Previous works using genetic data for identifying highly diverse positions which are exposed to immune selection have shown prospective [33]. However, Smith et al. demonstrated that antigenic evolution is more punctuated than genetic evolution [15], which implies that only genetic data may not be enough to detect critical positions. For example, the antigenic discriminating score (i.e. IG=0.15) of position 226-D is low, while its genetic diversity (i.e. entropy is 1.0) is largest. The position 226-D is also selected as a positive selection codon [33]. According to 181 pairs in the training set, position 226-D has 61 mutations, but 27 of them are "similar viruses" pairs. Therefore, its antigenic discriminating score is low and a mutation on this position does not cause the antigenic drift. The position 121-D, which is under positive selection, has similar behaviors.

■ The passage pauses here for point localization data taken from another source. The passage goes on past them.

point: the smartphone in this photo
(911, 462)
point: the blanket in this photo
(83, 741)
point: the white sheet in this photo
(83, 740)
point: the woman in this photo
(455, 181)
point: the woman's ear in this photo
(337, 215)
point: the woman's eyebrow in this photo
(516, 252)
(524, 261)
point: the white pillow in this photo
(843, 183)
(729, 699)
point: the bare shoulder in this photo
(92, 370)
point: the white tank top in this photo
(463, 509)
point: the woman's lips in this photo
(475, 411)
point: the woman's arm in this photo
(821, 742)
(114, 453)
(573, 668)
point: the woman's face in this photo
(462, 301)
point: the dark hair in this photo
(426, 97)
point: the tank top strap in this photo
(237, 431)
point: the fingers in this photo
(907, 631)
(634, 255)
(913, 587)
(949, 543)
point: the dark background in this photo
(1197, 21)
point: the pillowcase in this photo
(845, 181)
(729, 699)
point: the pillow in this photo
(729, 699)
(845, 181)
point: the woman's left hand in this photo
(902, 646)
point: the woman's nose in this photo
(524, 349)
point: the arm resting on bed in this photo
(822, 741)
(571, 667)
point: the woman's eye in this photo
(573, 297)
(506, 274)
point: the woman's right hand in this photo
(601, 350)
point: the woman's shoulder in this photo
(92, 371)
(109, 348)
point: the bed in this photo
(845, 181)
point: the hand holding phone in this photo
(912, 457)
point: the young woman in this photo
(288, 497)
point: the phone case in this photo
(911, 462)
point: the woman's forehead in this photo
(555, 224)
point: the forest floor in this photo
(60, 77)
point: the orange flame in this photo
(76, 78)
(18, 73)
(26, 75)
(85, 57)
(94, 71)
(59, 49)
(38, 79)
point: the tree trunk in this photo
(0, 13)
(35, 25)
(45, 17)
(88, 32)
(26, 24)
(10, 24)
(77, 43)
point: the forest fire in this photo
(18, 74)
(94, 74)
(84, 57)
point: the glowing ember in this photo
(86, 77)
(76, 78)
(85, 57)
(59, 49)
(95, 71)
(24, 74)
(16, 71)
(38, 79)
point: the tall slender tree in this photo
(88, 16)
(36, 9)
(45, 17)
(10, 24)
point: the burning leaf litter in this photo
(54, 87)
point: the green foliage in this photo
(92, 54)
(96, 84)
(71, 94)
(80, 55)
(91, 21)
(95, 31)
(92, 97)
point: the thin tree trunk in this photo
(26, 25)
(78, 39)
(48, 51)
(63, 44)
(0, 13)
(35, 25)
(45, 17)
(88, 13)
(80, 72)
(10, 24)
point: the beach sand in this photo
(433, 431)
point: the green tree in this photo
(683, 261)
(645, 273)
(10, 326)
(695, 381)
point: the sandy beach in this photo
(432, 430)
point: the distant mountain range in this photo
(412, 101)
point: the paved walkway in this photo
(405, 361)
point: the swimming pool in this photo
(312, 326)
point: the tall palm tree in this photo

Although the HI assay can successfully detect antigenic drift, this assay is labour-intensive and time-consuming. Therefore, the quantity of HI data is far less than sequence data and sometimes the problem of bias sampling is encountered [34]. The position 164-B, which was identified by Smith et al. as a cluster-difference substitution from 253 sequences [15], has 28 mutations in 181 pairs and all of them happen in "antigenic variants" pairs. Mutations on this position (i.e. IG is 0.46) have high preference to antigenic variant. But our method didn't select this position because the genetic diversity (i.e. entropy is 0.24) of this position is not high enough.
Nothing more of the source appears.